I'm also not sure about the duplicate constraint validation messages, for example test_neo_source.py is giving

metadata = {'code': 'Neo.ClientError.Schema.ConstraintValidationFailed', 'message': "Node(10) already exists with label `biolink:NamedThing` and property `id` = 'A'"}

I see lots of similar messages when loading an actual kgx file, but my guess is that this might just be something to clean up for tidy output rather than an actual problem?

I don't know that it's strictly necessary for this PR, but I think it's probably worth looking at using transactions rather than just session().run() for each query.

This has examples of defining each query as it's own function to use with transactions: https://neo4j.com/docs/python-manual/current/session-api/ which might require a bit of refactoring

They're a little less elegant, but it might be reasonable to follow this example for just declaring explicit transactions
https://singerlinks.com/2020/12/neo4j-explicit-transactions-using-python/

@kevinschaper
Copy link
Collaborator Author

Also, I just realized that the connection problem that's getting hit in the tests might actually be incompatibility with Neo4j 3.5 (uh oh)

@kevinschaper kevinschaper changed the title A start at upgrading to the neo4j client for 4.3 compatibility Switch from neo4jrestclient to neo4j for Neo4j 4.3 compatibility Oct 8, 2021
@RichardBruskiewich
Copy link
Collaborator

Also, I just realized that the connection problem that's getting hit in the tests might actually be incompatibility with Neo4j 3.5 (uh oh)

Neo4j 4.* seems to have moved more definitively towards exclusive use of its Bolt port 7687. One suspects that this could be one particular source of gross major release backwards incompatibility with 3.* releases?

If KGX needs to support both releases, we may need to parameterize the calling of KGX to know which Neo4j version it is targeting, and this may also require the maintenance of two parallel code implementations, one supporting each version?

I can perhaps start taking a closer look at this next week sometime.

@RichardBruskiewich
Copy link
Collaborator

@cmungall @sierra-moxon, I've previously had the suspicion that that there is sufficient incompatibility between 3.5++ and 4.* Neo4j that one size of KGX neo4j sink/source won't fit all.
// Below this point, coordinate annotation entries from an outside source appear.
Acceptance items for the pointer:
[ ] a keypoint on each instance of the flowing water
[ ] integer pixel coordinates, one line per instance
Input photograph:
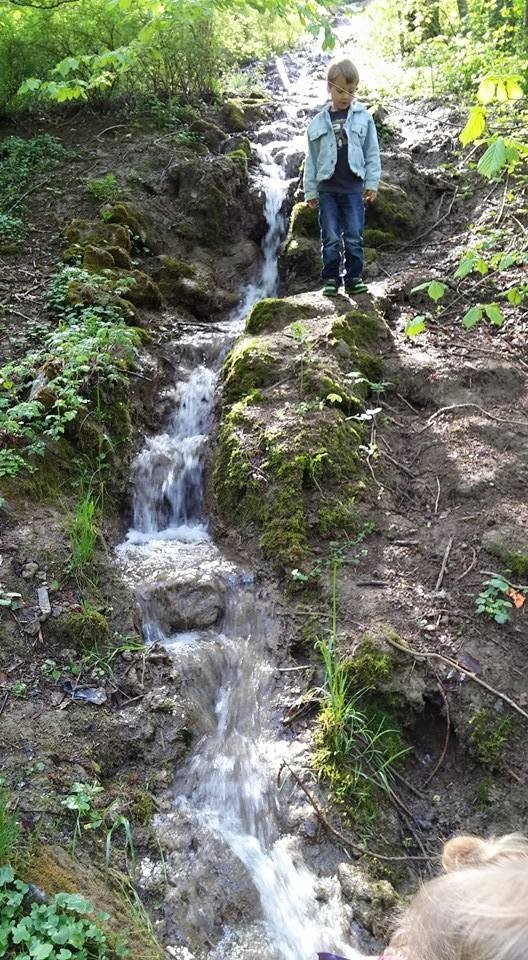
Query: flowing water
(238, 883)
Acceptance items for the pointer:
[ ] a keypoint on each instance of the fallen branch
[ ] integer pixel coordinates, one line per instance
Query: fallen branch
(347, 841)
(446, 742)
(474, 406)
(455, 665)
(444, 565)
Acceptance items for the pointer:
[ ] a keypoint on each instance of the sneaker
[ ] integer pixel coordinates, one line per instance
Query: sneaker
(330, 288)
(357, 285)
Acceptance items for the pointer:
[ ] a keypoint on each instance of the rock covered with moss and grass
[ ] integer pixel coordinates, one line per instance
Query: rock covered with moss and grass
(289, 464)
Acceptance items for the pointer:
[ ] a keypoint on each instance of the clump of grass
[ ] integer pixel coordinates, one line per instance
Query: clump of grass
(357, 743)
(83, 532)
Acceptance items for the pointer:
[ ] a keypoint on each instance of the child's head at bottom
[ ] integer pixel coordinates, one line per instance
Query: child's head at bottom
(478, 910)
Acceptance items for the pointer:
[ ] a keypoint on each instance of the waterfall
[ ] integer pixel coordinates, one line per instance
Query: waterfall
(225, 796)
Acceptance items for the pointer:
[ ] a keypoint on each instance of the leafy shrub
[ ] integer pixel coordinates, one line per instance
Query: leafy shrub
(21, 160)
(61, 930)
(91, 348)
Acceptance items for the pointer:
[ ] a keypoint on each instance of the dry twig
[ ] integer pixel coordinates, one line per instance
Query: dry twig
(443, 568)
(455, 665)
(347, 841)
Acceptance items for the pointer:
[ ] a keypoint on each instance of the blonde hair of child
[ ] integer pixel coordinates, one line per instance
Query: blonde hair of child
(345, 69)
(477, 911)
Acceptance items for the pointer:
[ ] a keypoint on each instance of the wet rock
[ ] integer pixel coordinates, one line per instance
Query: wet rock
(372, 900)
(211, 133)
(178, 603)
(98, 233)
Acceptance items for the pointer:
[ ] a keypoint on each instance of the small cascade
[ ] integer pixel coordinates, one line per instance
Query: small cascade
(227, 822)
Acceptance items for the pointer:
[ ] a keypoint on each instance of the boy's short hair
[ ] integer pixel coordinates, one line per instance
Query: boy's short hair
(345, 69)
I'm not sure how many KGX users currently depend on 3.5++, for which the pain of upgrade to 4.3++ would be significant.

Since freezing KGX at 3.5 does not seem to be a progressive option for the future, do we 1) completely abandon backwards compatibility to 3.5++ in the next KGX release and enforce 4.3++ compliance, or 2) config.yaml parameterize the user choice of Neo4j within a given KGX tool deployment environment, then support both the old (3.5+) and new (4.3+) compliant solutions in the code base (along with unit tests), perhaps marking 3.5++ as deprecated(?).

@kevinschaper
Copy link
Collaborator Author

It looks like the Neo4j 4.3 driver is compatibly with Neo4j 3.5: https://neo4j.com/developer/kb/neo4j-supported-versions/

The PyPi page lists something about slightly different defaults/details for connection strings that require encryption: https://pypi.org/project/neo4j/

@sierra-moxon
Copy link
Member

@RichardBruskiewich - @kevinschaper and I talked briefly with Justin in the KG hub meeting today. We probably can't support more than one version of neo4j. And the December demo looms large on the Translator side of this fence. What if we plan on migrating to the new version of neo4j, but do the work for it in a branch off master (and don't plan on merging until after December). It sounds like Kevin is ok with this idea, but also suggested we update the KGX README to document the supported version, and give our plan for upgrade. What do you think?

@PhillipsOwen
Copy link
Contributor

PhillipsOwen commented Oct 11, 2021

FWIW, I have been using KGX to load neo4j 3.5.4 graphs and then upgrading the ne04j 3.5.4 data files to neo4j 4.X.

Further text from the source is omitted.